Treatment-Resistant Depression Care

Medically Reviewed by Smitha Bhandari, MD on September 29, 2022
3 min read

 

There is no universally agreed upon approach to controlling treatment-resistant depression, also referred to as TRD. Your treatment will depend on your doctor's expertise as well as your own needs, concerns, and medical history.

But while the details may vary, most doctors follow the same basic pattern. Here is a rough outline of how your doctor might treat your depression. If you have treatment-resistant depression, your depression has already typically failed to respond to two or more treatments, usually one or more antidepressants and/or psychotherapy. At that point, your doctor may suggest other options.
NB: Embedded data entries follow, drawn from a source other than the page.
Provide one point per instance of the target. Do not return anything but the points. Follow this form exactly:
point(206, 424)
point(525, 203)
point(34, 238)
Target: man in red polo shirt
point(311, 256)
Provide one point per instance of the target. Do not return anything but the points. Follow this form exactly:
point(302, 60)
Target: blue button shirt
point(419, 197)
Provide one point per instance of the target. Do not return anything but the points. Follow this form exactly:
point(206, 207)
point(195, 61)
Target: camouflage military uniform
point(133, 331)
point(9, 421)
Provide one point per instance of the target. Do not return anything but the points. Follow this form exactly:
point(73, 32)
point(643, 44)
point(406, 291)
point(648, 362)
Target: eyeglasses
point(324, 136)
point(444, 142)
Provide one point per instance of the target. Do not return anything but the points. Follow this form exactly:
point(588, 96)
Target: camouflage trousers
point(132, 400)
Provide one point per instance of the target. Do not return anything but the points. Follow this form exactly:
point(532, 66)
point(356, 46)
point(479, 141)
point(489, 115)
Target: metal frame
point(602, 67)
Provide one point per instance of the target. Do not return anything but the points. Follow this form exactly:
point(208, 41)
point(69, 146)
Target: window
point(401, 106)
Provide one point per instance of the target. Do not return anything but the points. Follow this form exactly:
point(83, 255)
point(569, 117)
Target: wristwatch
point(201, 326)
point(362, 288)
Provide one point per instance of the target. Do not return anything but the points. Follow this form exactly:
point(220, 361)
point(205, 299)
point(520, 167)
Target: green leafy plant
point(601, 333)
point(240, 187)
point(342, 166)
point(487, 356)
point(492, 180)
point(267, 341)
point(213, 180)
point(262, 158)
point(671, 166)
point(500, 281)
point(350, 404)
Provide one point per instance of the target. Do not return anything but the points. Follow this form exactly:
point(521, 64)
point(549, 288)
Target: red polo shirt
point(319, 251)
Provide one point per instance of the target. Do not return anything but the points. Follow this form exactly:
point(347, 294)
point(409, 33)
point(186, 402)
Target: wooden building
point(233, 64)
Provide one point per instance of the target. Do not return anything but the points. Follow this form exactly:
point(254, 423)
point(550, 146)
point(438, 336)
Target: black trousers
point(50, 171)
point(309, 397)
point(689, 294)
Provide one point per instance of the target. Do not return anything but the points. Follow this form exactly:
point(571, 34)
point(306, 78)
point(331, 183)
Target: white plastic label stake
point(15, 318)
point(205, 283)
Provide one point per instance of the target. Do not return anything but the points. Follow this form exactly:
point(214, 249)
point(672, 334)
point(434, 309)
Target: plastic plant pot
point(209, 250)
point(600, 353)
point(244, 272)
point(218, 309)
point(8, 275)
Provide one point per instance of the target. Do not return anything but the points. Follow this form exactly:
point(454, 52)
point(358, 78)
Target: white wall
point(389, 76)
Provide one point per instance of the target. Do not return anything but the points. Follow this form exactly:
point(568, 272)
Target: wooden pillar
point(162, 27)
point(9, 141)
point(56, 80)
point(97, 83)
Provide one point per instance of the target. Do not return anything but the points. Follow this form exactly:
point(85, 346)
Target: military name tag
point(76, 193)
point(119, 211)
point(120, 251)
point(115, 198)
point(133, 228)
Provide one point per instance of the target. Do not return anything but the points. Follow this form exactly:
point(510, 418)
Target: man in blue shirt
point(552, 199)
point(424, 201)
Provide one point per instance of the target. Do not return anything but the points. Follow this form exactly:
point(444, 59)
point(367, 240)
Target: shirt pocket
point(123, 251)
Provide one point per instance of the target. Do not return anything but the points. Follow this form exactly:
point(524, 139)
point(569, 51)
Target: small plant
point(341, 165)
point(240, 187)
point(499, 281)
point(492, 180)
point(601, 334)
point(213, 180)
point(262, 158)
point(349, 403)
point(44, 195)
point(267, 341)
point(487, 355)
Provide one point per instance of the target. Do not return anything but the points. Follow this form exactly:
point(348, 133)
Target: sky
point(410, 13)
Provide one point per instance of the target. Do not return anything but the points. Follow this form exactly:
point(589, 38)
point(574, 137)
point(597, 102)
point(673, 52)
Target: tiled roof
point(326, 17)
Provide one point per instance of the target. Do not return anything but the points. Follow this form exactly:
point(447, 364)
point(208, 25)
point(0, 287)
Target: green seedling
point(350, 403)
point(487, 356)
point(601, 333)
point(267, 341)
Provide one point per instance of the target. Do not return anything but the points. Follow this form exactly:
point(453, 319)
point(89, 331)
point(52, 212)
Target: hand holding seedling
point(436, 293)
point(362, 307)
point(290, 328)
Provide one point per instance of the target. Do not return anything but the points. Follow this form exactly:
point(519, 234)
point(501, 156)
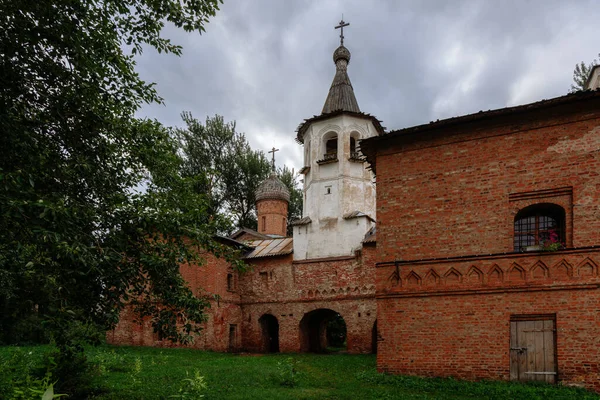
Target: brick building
point(456, 275)
point(465, 209)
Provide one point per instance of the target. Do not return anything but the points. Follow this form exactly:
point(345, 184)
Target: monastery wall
point(221, 331)
point(290, 290)
point(450, 287)
point(458, 193)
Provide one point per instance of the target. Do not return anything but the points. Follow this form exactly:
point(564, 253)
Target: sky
point(267, 64)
  • Other antidepressants. If one type of antidepressant hasn't worked -- or has caused unpleasant side effects -- your doctor may suggest that you try another. This might be a new depression medicine in the same class of drugs or one in a different class. Again, you may need to stay on this medicine up to eight weeks to see its full effects. You'll then need to stay on it for at least several months, depending on your doctor's recommendations. If this second one doesn't work, your doctor may try a combination of depression medicines. Your doctor may also recommend older drugs for depression, such as MAOIs or tricyclics.
  • Augmentation with other drugs. If standard treatments aren't working, your doctor may add other medicines to your antidepressants. The combination can work in cases where antidepressants on their own did not. Types of drugs might include anti-anxiety drugs, anticonvulsants, antipsychotics, lithium, thyroid hormones, intranasal ketamine, and others. Your doctor may want to try a number of different drugs in different combinations. One drawback is that the more medications you take, the greater potential for side effects.
  • ECT (electroconvulsive therapy). Although sometimes used as an initial treatment for people with severe, life-threatening depression, ECT is usually reserved for people with serious depression that can't be controlled with other treatments. It uses an electrical impulse to trigger a brief controlled seizure in the brain while the patient is asleep under general anesthesia. This treatment can rapidly relieve depression, although its effects often fade unless "maintenance" ECT treatments are continued or an effective medicine is used to prevent relapse.
  • TMS (transcranial magnetic stimulation). In 2008, the FDA approved a TMS device for treating severely depressed adults for whom one antidepressant has failed to work. TMS creates a magnetic field to induce a much smaller electric current in a specific part of the brain without causing a seizure or loss of consciousness. An electromagnetic coil is held above the head to induce the magnetic field.
  • VNS (vagus nerve stimulation). VNS is a surgical procedure used in people with serious depression that hasn't responded to other treatments. Through a pacemaker-like device implanted under the collarbone, VNS delivers regular electrical impulses to the vagus nerve in the neck, one of the nerves that relays information to and from the brain.
  • Other techniques. Researchers are working on therapies to tackle treatment-resistant depression, such as MST (magnetic seizure therapy) and DBS (deep brain stimulation), and ketamine (a novel drug often infused intravenously).